White Denim gives an intense performance

Rocks Putnam Place for more than two hours
White Denim gives an intense performance
Austin, Texas-based rock band White Denim
Photographer: Photo provided

From a fashion standpoint, the wearing of white denim is generally frowned upon after Labor Day. From a musical standpoint, the band White Denim was warmly welcomed when it played at Putnam Place in Saratoga Springs on Saturday night, turning in a sweaty, intense performance that lasted over two hours.
The unconventional four-piece Austin, Texas, rock band may be familiar to local audiences from appearances at several high-profile festivals in the region — including MASS MoCA’s Solid Sound festival and the Catskills’ Mountain Jam in 2013. It also headlined Albany’s Tulip Festival in 2018 and played several Capital District club dates in the years leading up to that.
Since those earlier dates, guitarist Austin Jenkins and drummer Josh Block left the band, leaving frontman James Petralli on vocals and guitars and Steve Terebecki on vocals and bass.

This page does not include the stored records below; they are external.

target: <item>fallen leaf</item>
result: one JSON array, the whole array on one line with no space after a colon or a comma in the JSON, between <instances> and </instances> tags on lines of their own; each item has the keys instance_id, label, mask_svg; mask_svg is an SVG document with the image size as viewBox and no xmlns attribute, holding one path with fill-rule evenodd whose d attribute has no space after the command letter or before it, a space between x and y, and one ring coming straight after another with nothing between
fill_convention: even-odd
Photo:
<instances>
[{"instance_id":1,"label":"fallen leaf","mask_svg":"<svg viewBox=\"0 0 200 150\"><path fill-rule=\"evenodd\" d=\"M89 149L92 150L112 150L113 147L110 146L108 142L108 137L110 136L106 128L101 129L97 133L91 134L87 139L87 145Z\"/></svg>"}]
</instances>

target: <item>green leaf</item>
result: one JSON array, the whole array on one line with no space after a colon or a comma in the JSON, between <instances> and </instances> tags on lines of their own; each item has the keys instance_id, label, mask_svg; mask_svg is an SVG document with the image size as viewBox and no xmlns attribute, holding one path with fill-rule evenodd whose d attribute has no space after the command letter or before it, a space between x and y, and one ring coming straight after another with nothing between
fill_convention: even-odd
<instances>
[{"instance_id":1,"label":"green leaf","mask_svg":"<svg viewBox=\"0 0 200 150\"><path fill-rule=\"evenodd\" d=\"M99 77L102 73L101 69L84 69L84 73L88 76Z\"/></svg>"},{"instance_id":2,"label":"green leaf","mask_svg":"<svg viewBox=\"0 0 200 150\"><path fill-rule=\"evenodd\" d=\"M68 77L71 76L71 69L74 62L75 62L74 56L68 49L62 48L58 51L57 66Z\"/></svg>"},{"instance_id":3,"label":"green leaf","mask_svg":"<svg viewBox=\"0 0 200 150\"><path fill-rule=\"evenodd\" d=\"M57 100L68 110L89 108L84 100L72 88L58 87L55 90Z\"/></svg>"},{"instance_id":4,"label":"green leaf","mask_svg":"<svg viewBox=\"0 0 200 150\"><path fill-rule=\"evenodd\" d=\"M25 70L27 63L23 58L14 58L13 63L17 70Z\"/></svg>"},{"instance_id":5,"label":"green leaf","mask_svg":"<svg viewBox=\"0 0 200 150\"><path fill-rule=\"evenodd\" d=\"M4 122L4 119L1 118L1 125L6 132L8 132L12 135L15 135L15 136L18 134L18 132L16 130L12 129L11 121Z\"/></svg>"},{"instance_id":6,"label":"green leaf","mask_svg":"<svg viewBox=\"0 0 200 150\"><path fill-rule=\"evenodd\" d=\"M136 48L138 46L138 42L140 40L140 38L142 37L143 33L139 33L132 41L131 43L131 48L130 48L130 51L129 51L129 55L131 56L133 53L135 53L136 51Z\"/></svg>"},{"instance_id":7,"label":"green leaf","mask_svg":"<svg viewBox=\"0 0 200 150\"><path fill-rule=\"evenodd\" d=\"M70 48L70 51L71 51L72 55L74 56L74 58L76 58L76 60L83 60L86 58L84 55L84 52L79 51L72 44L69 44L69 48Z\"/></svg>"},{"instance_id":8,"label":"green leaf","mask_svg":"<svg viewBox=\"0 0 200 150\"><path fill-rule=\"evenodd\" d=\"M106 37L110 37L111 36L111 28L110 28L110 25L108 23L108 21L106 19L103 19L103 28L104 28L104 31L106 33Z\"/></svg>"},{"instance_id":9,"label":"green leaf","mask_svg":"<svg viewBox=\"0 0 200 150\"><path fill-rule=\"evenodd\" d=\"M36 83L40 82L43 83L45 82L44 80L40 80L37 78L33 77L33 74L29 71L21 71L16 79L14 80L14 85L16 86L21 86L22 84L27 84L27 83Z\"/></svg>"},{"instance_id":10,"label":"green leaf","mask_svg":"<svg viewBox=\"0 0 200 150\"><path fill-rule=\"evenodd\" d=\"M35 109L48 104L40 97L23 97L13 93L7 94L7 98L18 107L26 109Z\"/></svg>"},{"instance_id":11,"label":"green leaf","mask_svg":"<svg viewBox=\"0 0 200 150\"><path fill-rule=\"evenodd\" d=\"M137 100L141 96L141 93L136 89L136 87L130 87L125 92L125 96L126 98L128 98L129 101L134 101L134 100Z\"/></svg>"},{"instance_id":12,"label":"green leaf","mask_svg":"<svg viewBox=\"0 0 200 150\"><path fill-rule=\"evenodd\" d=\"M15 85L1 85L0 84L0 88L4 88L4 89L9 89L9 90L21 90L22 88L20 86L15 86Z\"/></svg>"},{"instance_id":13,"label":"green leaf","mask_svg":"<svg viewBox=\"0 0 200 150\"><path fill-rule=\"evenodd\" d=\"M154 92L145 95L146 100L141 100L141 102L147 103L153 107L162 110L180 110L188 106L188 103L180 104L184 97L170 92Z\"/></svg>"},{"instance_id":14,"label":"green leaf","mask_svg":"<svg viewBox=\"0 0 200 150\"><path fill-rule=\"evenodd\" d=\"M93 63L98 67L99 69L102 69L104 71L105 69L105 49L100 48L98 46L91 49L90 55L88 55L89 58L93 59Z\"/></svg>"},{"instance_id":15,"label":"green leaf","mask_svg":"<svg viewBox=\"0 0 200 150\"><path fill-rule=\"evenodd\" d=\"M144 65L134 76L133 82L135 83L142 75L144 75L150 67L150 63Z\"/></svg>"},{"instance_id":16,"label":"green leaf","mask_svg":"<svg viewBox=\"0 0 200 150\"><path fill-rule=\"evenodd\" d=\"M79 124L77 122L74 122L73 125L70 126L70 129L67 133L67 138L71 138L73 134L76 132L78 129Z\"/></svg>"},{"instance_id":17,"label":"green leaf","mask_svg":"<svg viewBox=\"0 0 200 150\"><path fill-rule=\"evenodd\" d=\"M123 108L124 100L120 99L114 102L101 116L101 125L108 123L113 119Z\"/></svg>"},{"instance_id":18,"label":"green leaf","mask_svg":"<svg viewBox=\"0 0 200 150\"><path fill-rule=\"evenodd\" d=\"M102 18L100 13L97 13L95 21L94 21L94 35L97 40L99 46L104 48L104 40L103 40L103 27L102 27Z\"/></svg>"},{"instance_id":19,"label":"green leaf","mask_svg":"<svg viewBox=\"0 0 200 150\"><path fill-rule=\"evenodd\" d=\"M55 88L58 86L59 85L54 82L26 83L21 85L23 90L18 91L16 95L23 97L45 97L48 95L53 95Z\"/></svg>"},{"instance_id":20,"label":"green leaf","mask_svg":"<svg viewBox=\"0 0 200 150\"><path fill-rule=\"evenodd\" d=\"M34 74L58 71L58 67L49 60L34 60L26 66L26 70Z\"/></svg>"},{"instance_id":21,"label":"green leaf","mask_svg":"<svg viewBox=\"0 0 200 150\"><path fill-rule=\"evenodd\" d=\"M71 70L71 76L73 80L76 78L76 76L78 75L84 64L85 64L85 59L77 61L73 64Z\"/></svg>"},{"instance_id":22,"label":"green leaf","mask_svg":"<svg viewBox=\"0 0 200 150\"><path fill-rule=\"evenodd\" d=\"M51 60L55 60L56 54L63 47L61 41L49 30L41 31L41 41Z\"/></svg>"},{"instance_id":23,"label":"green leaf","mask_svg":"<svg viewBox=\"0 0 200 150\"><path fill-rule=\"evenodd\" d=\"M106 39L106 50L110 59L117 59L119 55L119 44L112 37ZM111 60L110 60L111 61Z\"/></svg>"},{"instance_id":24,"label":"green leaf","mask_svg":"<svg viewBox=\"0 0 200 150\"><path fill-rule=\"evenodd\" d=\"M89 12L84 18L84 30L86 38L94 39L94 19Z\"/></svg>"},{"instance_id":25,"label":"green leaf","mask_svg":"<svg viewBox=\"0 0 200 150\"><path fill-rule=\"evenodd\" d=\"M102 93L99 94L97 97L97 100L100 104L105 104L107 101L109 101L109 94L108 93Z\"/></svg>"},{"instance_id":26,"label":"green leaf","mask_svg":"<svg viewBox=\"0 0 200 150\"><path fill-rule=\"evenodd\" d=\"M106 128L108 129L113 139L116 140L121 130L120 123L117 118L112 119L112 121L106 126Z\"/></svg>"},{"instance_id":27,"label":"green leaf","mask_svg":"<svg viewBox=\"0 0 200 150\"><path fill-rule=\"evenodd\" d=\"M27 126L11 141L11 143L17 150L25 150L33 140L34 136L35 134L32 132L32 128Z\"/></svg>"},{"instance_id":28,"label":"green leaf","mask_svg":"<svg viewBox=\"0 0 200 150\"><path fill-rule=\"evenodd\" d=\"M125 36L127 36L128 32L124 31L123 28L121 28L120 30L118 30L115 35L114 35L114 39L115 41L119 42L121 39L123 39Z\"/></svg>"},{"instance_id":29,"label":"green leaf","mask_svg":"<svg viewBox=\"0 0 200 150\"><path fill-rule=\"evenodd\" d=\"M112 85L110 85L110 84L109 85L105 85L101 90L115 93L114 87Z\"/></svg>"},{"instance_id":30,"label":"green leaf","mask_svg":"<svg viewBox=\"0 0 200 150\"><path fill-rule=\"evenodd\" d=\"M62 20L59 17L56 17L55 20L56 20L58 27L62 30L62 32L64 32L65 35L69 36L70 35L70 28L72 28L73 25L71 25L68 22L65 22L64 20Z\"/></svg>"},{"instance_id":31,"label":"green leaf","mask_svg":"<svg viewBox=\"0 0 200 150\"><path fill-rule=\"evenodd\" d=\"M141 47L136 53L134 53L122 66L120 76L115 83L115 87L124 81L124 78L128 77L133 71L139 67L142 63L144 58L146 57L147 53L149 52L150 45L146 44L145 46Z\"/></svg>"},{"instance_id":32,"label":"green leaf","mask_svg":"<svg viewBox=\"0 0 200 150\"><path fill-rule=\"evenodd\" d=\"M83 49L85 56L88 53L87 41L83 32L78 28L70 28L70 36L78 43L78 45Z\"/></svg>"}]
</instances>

The pair added new drummer Greg Clifford and keyboardist Michael Hunter instead of a second guitar.
The genre-shifting group — which melds punk, blues, psychedelic rock and jam music — displayed a nonstop intensity at the crowded Putnam Place, seamlessly segueing from one high-energy song to the next.
For fans, it hit a sweet spot between the catchy art-rock of “Drug” and the jam-band digressions of songs like “Backseat Driver.” It blended blasts of raw punk with shifting time signatures and prog-rock noodling on “Head Spinning,” “Shake Shake Shake,” “It Might Get Dark,” “I Can Tell,” “I Start to Run,” “Cheer Up / Blues Ending” and “Shanalala.”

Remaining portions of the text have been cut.